Los locos no matan a nadie, y si lo hacen en alguna ocasión, es cuando siguen el ejemplo de los normales. Porque los cuerdos, los llamados cabales, somos los autores de matanzas, exterminios y un sinfín de crueldades acreditadas por la historia.

No hace muchos días, con ocasión de un salvaje crimen, me llamaron de una emisora local para entrevistarme. Alguien había descuartizado a su madre, guardado los pedazos cuidadosamente empaquetados y se los había ido comiendo ricamente de cuando en cuando. Querían conocer mi opinión sobre la psicología del caníbal.

Me disculpé como pude, con dificultad, por la insistencia y lo escabroso del asunto, pues sé que en esas tesituras solo se me ocurre algún que otro disparate. Pero con el paso del tiempo, me hice dos preguntas, quizá más sensatas, que me hubiera gustado dirigir por mi cuenta al periodista.

La primera alude a mi sorpresa al comprobar que nos siguen interrogando a los profesionales sobre los procesos mentales de cualquiera. Hemos demostrado tanta ignorancia y formulamos comentarios tan insulsos y burocráticos, plagados de test, prescripciones y diagnósticos al canto, que se me ocurre recomendar que harían mejor los interesados en dirigirse a gentes menos especializadas, entre vecinos, funcionarios e industriales, porque entre ellos encontrarán más enjundia a la hora de valorar los hechos cotidianos y las grandes cuestiones de la vida. En especial, les dirigiría hacia camareros, dependientes y guardias, que son personas con mundo, y sobre todo a literatos, que es gente aguda, avezada y que no se debe a escuelas, a verdades anticipadas y a teorías aparatosas. El talento emocional y la penetración psicológica están de su lado.

La segunda se refiere a algo más importante. A cuestionarnos por qué se entiende que un crimen tan cruel tiene que ser obra de un loco, como se deduce a la hora de consultar a un psiquiatra. ¿Qué idea tienen de los locos? ¿Qué es un loco? ¿Quién lo es?

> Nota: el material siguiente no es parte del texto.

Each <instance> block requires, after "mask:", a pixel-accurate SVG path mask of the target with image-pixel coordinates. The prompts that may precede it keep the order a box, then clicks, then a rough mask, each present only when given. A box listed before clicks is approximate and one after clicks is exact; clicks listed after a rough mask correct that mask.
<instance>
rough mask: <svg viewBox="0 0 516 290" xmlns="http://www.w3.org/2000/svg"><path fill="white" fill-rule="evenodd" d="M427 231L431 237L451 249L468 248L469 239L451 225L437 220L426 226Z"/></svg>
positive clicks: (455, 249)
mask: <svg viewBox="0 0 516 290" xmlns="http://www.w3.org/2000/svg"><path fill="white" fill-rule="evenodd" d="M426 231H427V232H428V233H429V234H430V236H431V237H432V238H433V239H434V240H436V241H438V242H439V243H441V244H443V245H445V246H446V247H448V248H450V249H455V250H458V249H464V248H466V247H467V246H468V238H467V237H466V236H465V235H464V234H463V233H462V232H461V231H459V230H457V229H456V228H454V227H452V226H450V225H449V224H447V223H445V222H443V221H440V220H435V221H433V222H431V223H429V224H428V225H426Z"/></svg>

De buenas a primeras, cuando sucede algo irreal y en el límite de la humanidad, llaman a un especialista pensando que está familiarizado con esos personajes. ¿Habrás tratado a caníbales?, oí al otro lado del teléfono. ¡No, nunca! me oí responder asustado.

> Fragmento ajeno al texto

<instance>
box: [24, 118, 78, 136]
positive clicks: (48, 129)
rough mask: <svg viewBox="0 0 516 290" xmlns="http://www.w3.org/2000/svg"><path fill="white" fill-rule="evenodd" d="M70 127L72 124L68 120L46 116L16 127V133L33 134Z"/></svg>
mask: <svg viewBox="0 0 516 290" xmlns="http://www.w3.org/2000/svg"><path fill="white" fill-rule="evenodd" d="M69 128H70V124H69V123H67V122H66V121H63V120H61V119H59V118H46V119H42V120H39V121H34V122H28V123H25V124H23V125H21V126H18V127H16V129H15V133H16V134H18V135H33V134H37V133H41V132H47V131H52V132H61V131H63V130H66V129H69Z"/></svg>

Siempre es el mismo sambenito el que cae del borde de la locura, en especial cuando los llamados cuerdos tienen miedo de sí mismos. No es que recurran en sentido estricto a un chivo expiatorio en quien descargar la culpa, pero dejan deslizar la autoría hacia otro lado, tras una frontera que se supone bien definida.

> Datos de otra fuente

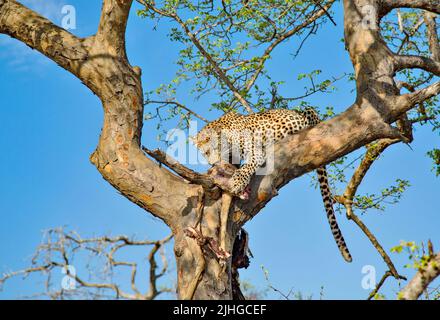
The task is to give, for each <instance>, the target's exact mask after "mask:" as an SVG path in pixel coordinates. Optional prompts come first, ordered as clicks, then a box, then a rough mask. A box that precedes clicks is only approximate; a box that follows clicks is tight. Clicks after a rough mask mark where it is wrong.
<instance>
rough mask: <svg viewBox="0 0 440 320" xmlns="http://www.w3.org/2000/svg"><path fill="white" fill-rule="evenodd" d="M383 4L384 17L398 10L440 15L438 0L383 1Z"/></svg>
mask: <svg viewBox="0 0 440 320" xmlns="http://www.w3.org/2000/svg"><path fill="white" fill-rule="evenodd" d="M381 4H382V10H381V15H382V16H384V15H386V14H387V13H388V12H390V11H391V10H393V9H397V8H412V9H423V10H426V11H431V12H435V13H439V14H440V6H439V4H438V0H382V1H381Z"/></svg>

Los locos no matan a nadie, y si lo hacen en alguna ocasión, es cuando siguen el ejemplo de los normales. Porque los cuerdos, los llamados cabales, somos los autores de matanzas, exterminios y un sinfín de crueldades acreditadas por la historia. Lo que demuestra no solo que el mal es banal y compromete a cualquiera, como propuso en referencia a una circunstancia determinada Hannah Arendt, sino que la diferencia entre locos y normales no es tan clara como se espera. De hecho, el asesino caníbal me despierta más dudas sobre su buen apetito que sobre los desequilibrios de su cabeza.